Annual construction starts for these project types reached $3.8 billion in 2007, according to McGraw Hill Construction Dodge data. Since the global financial crisis, starts have slowed to about $2 billion a year, likely due more to financing challenges than slackening demand. In fact, Dodge data shows a current backlog of almost $5 billion in deferred or abandoned projects.

JONES
The private sector is capable of meeting the demand for financing and turnkey design-build-manage contracts, relieving cash-strapped governments. Increasingly sophisticated building-information-modeling capability integrated with digital fabrication technology applies well to the repetitive nature of prison design. This creates an excellent opportunity to industrialize the process with a configurable modular system, facilitating cost-effective mass customization and fast on-site assembly.

CasaFlex, a patented system for facility design and manufacturing created by Mexican architect Carlos Garciavelez y Cortazar (CGV) and implemented in close partnership with ICA, Mexico's largest contractor, provides a compelling picture of what future solutions could look like.

From its new, state-of-the-art precast factory near Mexico City, CasaFlex can produce up to 50 cells a day from a flexible menu of modular designs developed by CGV and all configurable in BIM. The cells, cast as full units in molds and installed on precast platforms, can be stacked several stories high, with standardized railings, stairs, windows and doors.
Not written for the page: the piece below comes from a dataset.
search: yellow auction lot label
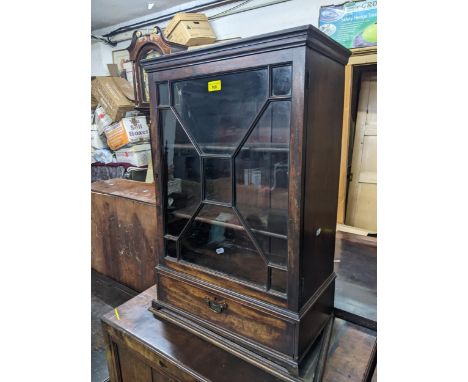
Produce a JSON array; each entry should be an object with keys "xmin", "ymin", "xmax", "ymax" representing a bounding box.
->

Architectural metals provide sunscreen coverings with the other design elements that complete the package. Special and support spaces also can be created from standard precast elements. Thus, a wide variety of complete correctional facilities, including furniture and fixtures, can be produced quickly and efficiently.
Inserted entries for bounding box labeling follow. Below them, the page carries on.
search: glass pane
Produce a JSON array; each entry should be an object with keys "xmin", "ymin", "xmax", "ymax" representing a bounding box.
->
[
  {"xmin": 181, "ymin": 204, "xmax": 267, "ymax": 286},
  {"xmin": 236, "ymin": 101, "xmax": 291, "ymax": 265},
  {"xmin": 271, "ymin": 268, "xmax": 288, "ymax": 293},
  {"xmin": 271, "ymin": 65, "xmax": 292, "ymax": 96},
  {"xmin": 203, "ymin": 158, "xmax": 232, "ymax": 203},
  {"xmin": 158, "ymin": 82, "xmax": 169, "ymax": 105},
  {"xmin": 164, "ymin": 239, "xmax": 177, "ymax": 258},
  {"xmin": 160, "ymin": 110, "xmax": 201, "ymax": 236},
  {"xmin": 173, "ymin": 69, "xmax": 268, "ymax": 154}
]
Using CasaFlex, CGV and ICA recently completed two new advanced security prisons in Mexico for 2,520 inmates, demonstrating that a prison that would traditionally take 24 months to execute can now be completed in just 16 months. And under a public-private-partnership contract with the Mexican government, ICA also operates and manages the facilities, providing a uniquely complete solution. CasaFlex plans to expand into many more markets, including housing and schools.

Transformative Ideas

While commonplace among industrial corporations, virtual design and manufacturing processes are still in their infancy in the AEC industry. Although not glamorous, the application of these principles to correctional facilities may provide enough scale and skill-building to leapfrog us into more widely relevant residential, institutional and commercial project types.
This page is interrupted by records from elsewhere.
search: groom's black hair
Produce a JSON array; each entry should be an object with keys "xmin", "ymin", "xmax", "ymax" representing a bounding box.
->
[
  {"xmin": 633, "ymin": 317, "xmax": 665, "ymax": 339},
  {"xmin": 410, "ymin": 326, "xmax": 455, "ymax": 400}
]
Companies such as ICA and CGV are building a formidable competitive advantage through bold capital investments in digital design and manufacturing innovations that can quickly capture huge market share, leaving traditional competitors months or years behind. Digital technologies will continue to transform our industry at an increasingly rapid pace, providing an unprecedented opportunity to establish new business models and deliver projects in astonishing ways.